RE: What kind and color hardwood floor do you have??? (Follow-Up #11)

posted by: kats on 11.06.2008 at 07:10 pm in Building a Home Forum

I'm being lazy today so this is a copy of a post I made about 6 months ago when someone else asked this question.....

We have Siberian white oak in 8" planks. It can come in different finishes or custom which is what we did. Our floor is unstained. We have a LOT of south facing windows and french doors so it was recommended we do a UV oil protection when it was installed. We clean spots with water and vinegar and recently started using a tung oil mixture recommended by the flooring company once a month. The trick is to make the mop almost dry. If water doesn't dry within a couple of minutes the mop is to wet.

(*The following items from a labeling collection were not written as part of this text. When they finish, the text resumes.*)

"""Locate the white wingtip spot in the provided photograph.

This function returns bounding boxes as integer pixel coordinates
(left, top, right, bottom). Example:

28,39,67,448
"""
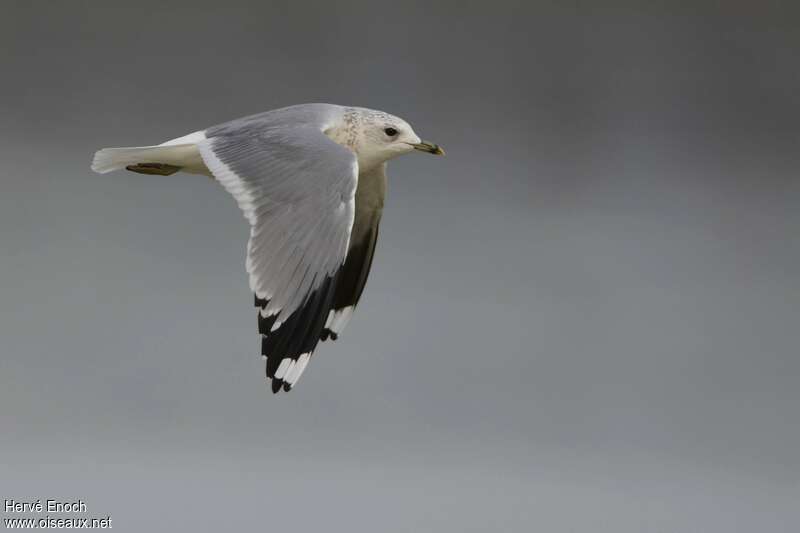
283,353,311,386
275,357,294,379
325,305,353,335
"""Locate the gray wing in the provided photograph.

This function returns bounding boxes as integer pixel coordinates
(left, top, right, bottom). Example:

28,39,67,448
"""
198,125,358,392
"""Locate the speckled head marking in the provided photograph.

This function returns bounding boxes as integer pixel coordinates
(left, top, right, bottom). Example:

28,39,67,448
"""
325,107,441,171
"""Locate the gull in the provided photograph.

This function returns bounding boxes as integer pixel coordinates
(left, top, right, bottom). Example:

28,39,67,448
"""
92,104,444,392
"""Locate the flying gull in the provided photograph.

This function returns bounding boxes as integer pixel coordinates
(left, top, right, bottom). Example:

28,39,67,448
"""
92,104,444,392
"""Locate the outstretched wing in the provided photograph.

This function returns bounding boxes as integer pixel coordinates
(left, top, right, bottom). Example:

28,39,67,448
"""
198,124,358,392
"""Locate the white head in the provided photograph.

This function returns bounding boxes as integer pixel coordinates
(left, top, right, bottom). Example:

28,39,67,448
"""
326,107,444,170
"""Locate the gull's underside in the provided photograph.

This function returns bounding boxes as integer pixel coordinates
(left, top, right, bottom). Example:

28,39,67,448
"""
92,104,442,392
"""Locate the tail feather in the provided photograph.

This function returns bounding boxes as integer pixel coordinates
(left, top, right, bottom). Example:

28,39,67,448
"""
92,134,208,174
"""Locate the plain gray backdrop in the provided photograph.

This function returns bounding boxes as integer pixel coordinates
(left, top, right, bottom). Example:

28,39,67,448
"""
0,0,800,533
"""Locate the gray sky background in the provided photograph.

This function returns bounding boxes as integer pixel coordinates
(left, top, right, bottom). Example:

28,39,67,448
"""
0,1,800,533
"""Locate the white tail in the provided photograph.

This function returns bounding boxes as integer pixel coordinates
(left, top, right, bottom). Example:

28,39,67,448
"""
92,132,208,174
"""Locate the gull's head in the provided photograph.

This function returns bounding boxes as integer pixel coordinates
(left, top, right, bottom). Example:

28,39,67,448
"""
330,107,444,169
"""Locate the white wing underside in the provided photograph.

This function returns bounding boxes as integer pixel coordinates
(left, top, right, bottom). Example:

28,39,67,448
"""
197,128,358,322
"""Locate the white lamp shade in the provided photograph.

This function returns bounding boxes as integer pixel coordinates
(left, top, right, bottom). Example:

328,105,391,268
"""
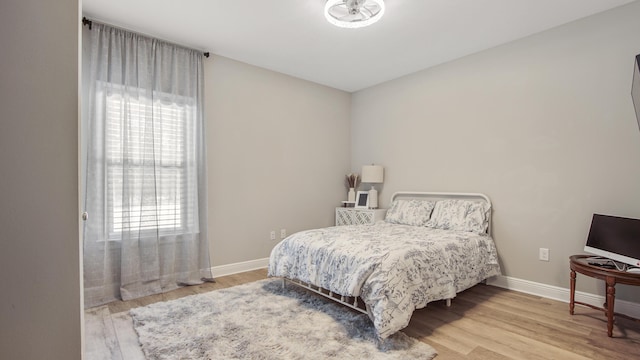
362,165,384,184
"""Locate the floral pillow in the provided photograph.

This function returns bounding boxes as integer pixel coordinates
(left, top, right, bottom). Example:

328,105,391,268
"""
385,199,435,226
426,200,490,234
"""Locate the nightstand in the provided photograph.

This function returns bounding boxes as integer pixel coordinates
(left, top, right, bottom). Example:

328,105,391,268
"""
336,207,387,226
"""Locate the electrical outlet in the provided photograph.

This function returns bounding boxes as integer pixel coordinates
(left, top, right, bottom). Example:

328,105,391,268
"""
538,248,549,261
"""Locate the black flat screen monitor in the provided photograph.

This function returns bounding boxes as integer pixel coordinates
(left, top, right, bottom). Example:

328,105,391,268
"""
584,214,640,266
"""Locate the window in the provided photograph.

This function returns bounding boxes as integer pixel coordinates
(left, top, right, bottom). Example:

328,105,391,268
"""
105,87,197,240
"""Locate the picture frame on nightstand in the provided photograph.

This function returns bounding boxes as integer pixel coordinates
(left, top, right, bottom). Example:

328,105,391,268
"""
355,191,369,209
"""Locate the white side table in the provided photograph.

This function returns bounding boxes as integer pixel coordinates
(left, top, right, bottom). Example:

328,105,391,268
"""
336,207,387,226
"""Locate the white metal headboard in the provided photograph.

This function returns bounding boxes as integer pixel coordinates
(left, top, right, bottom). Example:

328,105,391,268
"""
391,191,493,235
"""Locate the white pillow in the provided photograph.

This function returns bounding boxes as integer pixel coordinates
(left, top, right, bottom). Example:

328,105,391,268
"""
426,200,490,234
385,199,435,226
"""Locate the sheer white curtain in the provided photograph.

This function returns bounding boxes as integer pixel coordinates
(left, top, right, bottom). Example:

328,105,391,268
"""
82,23,211,307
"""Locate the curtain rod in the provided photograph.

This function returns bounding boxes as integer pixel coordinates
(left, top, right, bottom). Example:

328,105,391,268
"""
82,16,210,58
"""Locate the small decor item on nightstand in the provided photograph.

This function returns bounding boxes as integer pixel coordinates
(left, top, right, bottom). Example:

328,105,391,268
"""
362,164,384,209
345,174,360,202
356,191,370,209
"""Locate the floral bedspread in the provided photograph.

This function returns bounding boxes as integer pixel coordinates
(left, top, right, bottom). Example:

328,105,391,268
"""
269,221,500,339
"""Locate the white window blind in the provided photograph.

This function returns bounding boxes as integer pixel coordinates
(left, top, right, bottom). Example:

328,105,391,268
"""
105,89,196,240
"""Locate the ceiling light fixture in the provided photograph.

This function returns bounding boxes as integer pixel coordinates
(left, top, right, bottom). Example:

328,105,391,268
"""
324,0,385,29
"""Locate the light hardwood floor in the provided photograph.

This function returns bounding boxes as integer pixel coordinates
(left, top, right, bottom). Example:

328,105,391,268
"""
85,269,640,360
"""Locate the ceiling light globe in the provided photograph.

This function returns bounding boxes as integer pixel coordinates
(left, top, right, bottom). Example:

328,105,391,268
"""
324,0,385,29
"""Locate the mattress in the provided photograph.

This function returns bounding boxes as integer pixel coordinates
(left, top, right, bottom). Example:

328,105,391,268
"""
268,221,500,339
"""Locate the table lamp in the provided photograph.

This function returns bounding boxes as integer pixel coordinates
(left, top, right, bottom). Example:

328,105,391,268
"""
362,164,384,209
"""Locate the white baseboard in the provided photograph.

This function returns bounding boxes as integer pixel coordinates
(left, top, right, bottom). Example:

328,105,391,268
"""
211,258,269,277
487,276,640,319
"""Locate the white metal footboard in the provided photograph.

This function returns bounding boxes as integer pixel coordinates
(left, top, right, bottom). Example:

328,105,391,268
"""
282,278,451,314
282,278,367,314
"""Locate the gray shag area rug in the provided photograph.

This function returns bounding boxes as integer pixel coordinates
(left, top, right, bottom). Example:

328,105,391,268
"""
130,279,436,360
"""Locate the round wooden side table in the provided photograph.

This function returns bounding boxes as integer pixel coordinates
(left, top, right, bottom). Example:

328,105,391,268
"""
569,255,640,337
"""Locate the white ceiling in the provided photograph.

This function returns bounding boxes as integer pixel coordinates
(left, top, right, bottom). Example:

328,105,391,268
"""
82,0,634,92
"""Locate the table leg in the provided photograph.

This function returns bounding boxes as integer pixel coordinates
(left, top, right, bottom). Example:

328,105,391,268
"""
569,270,576,315
606,276,616,337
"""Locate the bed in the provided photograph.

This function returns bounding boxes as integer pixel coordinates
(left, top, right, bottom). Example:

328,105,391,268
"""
268,192,500,339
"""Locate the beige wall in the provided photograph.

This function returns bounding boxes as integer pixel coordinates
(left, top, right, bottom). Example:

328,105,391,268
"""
205,55,351,266
0,0,81,359
352,2,640,302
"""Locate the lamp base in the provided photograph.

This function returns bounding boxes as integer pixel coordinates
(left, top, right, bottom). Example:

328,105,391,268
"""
369,185,378,209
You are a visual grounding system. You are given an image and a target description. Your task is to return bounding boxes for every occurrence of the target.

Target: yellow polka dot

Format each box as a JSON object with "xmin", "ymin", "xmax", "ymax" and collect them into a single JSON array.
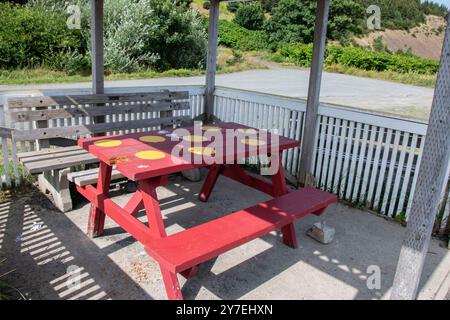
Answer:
[
  {"xmin": 139, "ymin": 136, "xmax": 166, "ymax": 143},
  {"xmin": 94, "ymin": 139, "xmax": 122, "ymax": 147},
  {"xmin": 202, "ymin": 126, "xmax": 221, "ymax": 132},
  {"xmin": 135, "ymin": 150, "xmax": 166, "ymax": 160},
  {"xmin": 188, "ymin": 147, "xmax": 216, "ymax": 156},
  {"xmin": 238, "ymin": 129, "xmax": 258, "ymax": 134},
  {"xmin": 183, "ymin": 136, "xmax": 208, "ymax": 142},
  {"xmin": 241, "ymin": 138, "xmax": 266, "ymax": 146}
]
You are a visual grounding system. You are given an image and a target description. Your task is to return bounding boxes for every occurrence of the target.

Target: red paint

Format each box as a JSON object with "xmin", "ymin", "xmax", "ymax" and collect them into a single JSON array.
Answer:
[{"xmin": 77, "ymin": 123, "xmax": 336, "ymax": 299}]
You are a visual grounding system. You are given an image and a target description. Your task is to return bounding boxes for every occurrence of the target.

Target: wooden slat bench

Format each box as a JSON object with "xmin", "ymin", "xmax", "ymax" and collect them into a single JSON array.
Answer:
[
  {"xmin": 5, "ymin": 91, "xmax": 190, "ymax": 212},
  {"xmin": 144, "ymin": 187, "xmax": 337, "ymax": 273}
]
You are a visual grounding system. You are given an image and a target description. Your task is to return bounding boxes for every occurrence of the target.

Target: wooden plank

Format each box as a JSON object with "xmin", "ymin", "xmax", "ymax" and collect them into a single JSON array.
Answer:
[
  {"xmin": 396, "ymin": 134, "xmax": 418, "ymax": 214},
  {"xmin": 298, "ymin": 0, "xmax": 330, "ymax": 186},
  {"xmin": 205, "ymin": 0, "xmax": 219, "ymax": 121},
  {"xmin": 17, "ymin": 146, "xmax": 84, "ymax": 161},
  {"xmin": 391, "ymin": 14, "xmax": 450, "ymax": 300},
  {"xmin": 0, "ymin": 137, "xmax": 11, "ymax": 187},
  {"xmin": 14, "ymin": 117, "xmax": 188, "ymax": 141},
  {"xmin": 381, "ymin": 131, "xmax": 400, "ymax": 213},
  {"xmin": 91, "ymin": 0, "xmax": 105, "ymax": 94},
  {"xmin": 144, "ymin": 188, "xmax": 337, "ymax": 272},
  {"xmin": 388, "ymin": 132, "xmax": 409, "ymax": 217},
  {"xmin": 24, "ymin": 153, "xmax": 98, "ymax": 174},
  {"xmin": 5, "ymin": 91, "xmax": 189, "ymax": 109},
  {"xmin": 21, "ymin": 148, "xmax": 88, "ymax": 165},
  {"xmin": 67, "ymin": 168, "xmax": 124, "ymax": 187},
  {"xmin": 0, "ymin": 127, "xmax": 13, "ymax": 138},
  {"xmin": 9, "ymin": 101, "xmax": 190, "ymax": 122},
  {"xmin": 352, "ymin": 125, "xmax": 369, "ymax": 202}
]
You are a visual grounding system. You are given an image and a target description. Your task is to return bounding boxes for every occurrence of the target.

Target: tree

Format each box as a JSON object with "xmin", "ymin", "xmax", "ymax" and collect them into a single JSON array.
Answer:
[
  {"xmin": 234, "ymin": 2, "xmax": 264, "ymax": 30},
  {"xmin": 265, "ymin": 0, "xmax": 365, "ymax": 44}
]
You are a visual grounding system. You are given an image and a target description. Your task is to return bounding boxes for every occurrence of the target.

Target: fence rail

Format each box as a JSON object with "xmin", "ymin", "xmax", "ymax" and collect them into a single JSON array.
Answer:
[
  {"xmin": 0, "ymin": 86, "xmax": 450, "ymax": 230},
  {"xmin": 214, "ymin": 87, "xmax": 450, "ymax": 225}
]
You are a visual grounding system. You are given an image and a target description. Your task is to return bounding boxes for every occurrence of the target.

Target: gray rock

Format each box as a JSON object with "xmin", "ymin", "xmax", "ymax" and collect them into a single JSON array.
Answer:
[{"xmin": 306, "ymin": 221, "xmax": 336, "ymax": 244}]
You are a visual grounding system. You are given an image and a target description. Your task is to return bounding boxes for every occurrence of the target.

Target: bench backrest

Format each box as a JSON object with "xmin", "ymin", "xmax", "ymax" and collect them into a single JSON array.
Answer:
[{"xmin": 5, "ymin": 91, "xmax": 190, "ymax": 146}]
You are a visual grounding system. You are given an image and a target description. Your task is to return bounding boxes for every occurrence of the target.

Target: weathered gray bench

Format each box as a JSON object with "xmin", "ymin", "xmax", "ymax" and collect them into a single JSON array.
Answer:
[{"xmin": 5, "ymin": 91, "xmax": 190, "ymax": 212}]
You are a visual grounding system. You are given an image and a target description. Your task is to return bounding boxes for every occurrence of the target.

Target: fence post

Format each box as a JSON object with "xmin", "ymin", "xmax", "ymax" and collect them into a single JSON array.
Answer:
[
  {"xmin": 204, "ymin": 0, "xmax": 220, "ymax": 122},
  {"xmin": 298, "ymin": 0, "xmax": 330, "ymax": 186},
  {"xmin": 391, "ymin": 10, "xmax": 450, "ymax": 299}
]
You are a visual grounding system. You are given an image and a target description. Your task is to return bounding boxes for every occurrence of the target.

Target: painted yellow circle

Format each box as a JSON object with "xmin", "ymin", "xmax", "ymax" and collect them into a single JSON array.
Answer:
[
  {"xmin": 202, "ymin": 126, "xmax": 221, "ymax": 132},
  {"xmin": 238, "ymin": 129, "xmax": 258, "ymax": 134},
  {"xmin": 135, "ymin": 150, "xmax": 166, "ymax": 160},
  {"xmin": 94, "ymin": 139, "xmax": 122, "ymax": 147},
  {"xmin": 188, "ymin": 147, "xmax": 216, "ymax": 156},
  {"xmin": 241, "ymin": 138, "xmax": 266, "ymax": 146},
  {"xmin": 139, "ymin": 136, "xmax": 166, "ymax": 143},
  {"xmin": 183, "ymin": 136, "xmax": 208, "ymax": 142}
]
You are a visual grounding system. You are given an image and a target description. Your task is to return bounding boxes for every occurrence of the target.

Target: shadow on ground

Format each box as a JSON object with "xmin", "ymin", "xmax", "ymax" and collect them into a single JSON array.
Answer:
[{"xmin": 0, "ymin": 171, "xmax": 450, "ymax": 299}]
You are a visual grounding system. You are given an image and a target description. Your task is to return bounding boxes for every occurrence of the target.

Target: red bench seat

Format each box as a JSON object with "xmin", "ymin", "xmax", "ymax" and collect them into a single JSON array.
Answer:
[{"xmin": 146, "ymin": 187, "xmax": 337, "ymax": 273}]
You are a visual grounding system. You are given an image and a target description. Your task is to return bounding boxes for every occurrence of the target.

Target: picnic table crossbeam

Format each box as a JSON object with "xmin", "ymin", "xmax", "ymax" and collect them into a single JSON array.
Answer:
[{"xmin": 77, "ymin": 124, "xmax": 336, "ymax": 299}]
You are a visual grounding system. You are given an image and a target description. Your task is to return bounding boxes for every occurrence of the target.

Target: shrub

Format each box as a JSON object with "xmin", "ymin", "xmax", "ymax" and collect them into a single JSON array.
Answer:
[
  {"xmin": 276, "ymin": 44, "xmax": 439, "ymax": 74},
  {"xmin": 105, "ymin": 0, "xmax": 207, "ymax": 72},
  {"xmin": 219, "ymin": 20, "xmax": 267, "ymax": 50},
  {"xmin": 234, "ymin": 2, "xmax": 264, "ymax": 30},
  {"xmin": 0, "ymin": 3, "xmax": 86, "ymax": 69},
  {"xmin": 265, "ymin": 0, "xmax": 365, "ymax": 44},
  {"xmin": 227, "ymin": 1, "xmax": 240, "ymax": 12}
]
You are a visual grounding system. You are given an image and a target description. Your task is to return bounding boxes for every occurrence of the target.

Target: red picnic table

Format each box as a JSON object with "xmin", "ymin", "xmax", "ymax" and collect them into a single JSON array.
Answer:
[{"xmin": 77, "ymin": 123, "xmax": 336, "ymax": 299}]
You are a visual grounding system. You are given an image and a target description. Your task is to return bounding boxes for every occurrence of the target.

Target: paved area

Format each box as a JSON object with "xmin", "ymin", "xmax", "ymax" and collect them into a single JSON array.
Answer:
[
  {"xmin": 0, "ymin": 172, "xmax": 450, "ymax": 299},
  {"xmin": 0, "ymin": 68, "xmax": 433, "ymax": 120}
]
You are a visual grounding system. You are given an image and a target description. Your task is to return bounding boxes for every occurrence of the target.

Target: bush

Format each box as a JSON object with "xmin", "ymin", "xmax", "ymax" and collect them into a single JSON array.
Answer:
[
  {"xmin": 276, "ymin": 44, "xmax": 439, "ymax": 74},
  {"xmin": 234, "ymin": 2, "xmax": 264, "ymax": 30},
  {"xmin": 105, "ymin": 0, "xmax": 207, "ymax": 72},
  {"xmin": 0, "ymin": 3, "xmax": 86, "ymax": 69}
]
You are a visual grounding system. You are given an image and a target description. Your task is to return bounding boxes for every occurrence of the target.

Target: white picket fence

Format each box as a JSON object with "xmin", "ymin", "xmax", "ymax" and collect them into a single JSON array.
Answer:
[
  {"xmin": 0, "ymin": 86, "xmax": 450, "ymax": 226},
  {"xmin": 214, "ymin": 87, "xmax": 450, "ymax": 224}
]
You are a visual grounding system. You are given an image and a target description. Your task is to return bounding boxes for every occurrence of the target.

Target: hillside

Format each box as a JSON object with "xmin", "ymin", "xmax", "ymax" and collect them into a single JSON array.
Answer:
[{"xmin": 355, "ymin": 16, "xmax": 445, "ymax": 59}]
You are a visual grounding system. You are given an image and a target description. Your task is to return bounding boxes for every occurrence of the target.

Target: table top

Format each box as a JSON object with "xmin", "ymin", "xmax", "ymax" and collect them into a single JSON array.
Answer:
[{"xmin": 78, "ymin": 122, "xmax": 299, "ymax": 181}]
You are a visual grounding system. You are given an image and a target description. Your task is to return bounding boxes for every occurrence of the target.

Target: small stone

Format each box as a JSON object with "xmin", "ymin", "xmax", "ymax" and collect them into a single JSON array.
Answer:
[{"xmin": 306, "ymin": 221, "xmax": 336, "ymax": 244}]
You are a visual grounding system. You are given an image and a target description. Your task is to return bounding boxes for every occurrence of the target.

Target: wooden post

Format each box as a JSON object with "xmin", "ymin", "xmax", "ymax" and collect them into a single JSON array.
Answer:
[
  {"xmin": 204, "ymin": 0, "xmax": 219, "ymax": 122},
  {"xmin": 298, "ymin": 0, "xmax": 330, "ymax": 186},
  {"xmin": 91, "ymin": 0, "xmax": 105, "ymax": 94},
  {"xmin": 391, "ymin": 10, "xmax": 450, "ymax": 300}
]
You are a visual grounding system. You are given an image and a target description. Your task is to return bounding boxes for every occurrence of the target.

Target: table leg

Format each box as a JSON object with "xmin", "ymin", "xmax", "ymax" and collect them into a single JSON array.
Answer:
[
  {"xmin": 160, "ymin": 265, "xmax": 183, "ymax": 300},
  {"xmin": 87, "ymin": 162, "xmax": 112, "ymax": 238},
  {"xmin": 271, "ymin": 154, "xmax": 297, "ymax": 248},
  {"xmin": 198, "ymin": 164, "xmax": 223, "ymax": 202}
]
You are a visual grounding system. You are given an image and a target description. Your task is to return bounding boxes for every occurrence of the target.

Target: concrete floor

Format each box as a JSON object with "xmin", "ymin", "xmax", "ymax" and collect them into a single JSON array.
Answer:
[
  {"xmin": 0, "ymin": 172, "xmax": 450, "ymax": 299},
  {"xmin": 0, "ymin": 67, "xmax": 434, "ymax": 121}
]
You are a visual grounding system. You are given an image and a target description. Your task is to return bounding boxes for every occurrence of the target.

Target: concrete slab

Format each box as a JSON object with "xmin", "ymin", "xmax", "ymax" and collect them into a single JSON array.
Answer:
[
  {"xmin": 0, "ymin": 172, "xmax": 450, "ymax": 299},
  {"xmin": 0, "ymin": 68, "xmax": 434, "ymax": 120}
]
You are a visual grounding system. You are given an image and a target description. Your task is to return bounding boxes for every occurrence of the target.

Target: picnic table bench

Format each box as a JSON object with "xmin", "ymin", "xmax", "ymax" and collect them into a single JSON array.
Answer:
[
  {"xmin": 5, "ymin": 91, "xmax": 190, "ymax": 212},
  {"xmin": 77, "ymin": 123, "xmax": 337, "ymax": 299}
]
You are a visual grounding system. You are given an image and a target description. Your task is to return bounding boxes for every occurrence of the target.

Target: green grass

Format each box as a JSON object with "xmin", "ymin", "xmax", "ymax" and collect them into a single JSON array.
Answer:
[
  {"xmin": 0, "ymin": 47, "xmax": 265, "ymax": 85},
  {"xmin": 325, "ymin": 65, "xmax": 437, "ymax": 88}
]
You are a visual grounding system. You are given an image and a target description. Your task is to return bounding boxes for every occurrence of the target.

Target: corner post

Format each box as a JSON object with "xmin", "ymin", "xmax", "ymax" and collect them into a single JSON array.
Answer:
[
  {"xmin": 298, "ymin": 0, "xmax": 330, "ymax": 186},
  {"xmin": 391, "ymin": 10, "xmax": 450, "ymax": 300},
  {"xmin": 204, "ymin": 0, "xmax": 220, "ymax": 122}
]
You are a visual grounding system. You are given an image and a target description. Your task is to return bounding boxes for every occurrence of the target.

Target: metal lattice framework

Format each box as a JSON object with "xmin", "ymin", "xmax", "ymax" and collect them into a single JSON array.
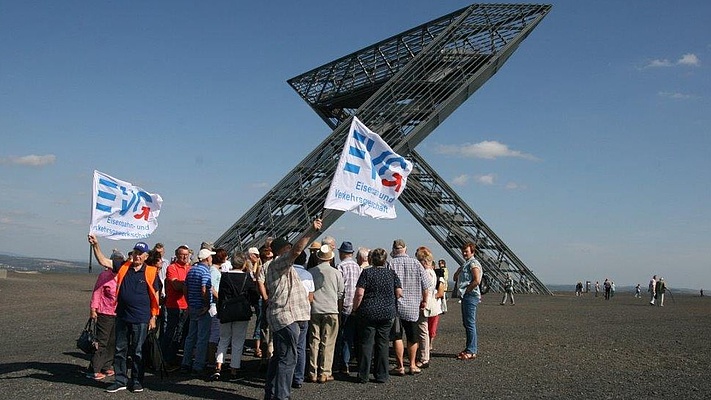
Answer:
[{"xmin": 215, "ymin": 4, "xmax": 551, "ymax": 294}]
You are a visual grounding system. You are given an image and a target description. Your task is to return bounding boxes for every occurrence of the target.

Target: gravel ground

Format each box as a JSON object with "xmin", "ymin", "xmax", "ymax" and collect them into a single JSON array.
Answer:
[{"xmin": 0, "ymin": 272, "xmax": 711, "ymax": 400}]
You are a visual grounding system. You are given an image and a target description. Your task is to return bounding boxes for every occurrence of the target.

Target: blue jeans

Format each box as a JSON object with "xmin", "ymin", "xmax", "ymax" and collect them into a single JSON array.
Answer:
[
  {"xmin": 336, "ymin": 314, "xmax": 357, "ymax": 368},
  {"xmin": 294, "ymin": 321, "xmax": 309, "ymax": 384},
  {"xmin": 462, "ymin": 293, "xmax": 479, "ymax": 354},
  {"xmin": 264, "ymin": 322, "xmax": 300, "ymax": 400},
  {"xmin": 182, "ymin": 311, "xmax": 212, "ymax": 372},
  {"xmin": 161, "ymin": 308, "xmax": 188, "ymax": 365},
  {"xmin": 114, "ymin": 317, "xmax": 148, "ymax": 386}
]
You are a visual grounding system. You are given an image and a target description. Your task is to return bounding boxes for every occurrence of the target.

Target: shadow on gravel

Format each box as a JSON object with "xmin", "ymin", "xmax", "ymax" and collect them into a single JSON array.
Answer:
[
  {"xmin": 0, "ymin": 362, "xmax": 104, "ymax": 387},
  {"xmin": 0, "ymin": 362, "xmax": 264, "ymax": 399}
]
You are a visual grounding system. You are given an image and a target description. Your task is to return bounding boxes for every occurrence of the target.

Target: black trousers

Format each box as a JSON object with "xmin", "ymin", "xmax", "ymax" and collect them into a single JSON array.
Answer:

Our floor is by far the most complimented feature in our home. We've had red wine dropped on it twice now. No problem. Also DH cooked a rare tri-tip and while cutting it the plate slid and he dropped the hot roast- red juices and all ( plus the plate which shattered). No problem. We also had workers scoot our leather couch several feet across the room leaving several scratches. But because we didn't stain the floor- scratches don't show as much. It's like fingernail polish, if you scratch off red polish you're going to see it but if you use just gloss and it scratches you don't notice it. This floor has a lot of dark streaks and knots in it so I used Murphy-dark oil soap applying with a Qtip on just the scratch areas then took off the excess. You would have to know the scratches were there to begin with to ever see them now. And because we consider it a "rustic" floor we don't get all bent out of shape if someone's high heel or a chair does scratch.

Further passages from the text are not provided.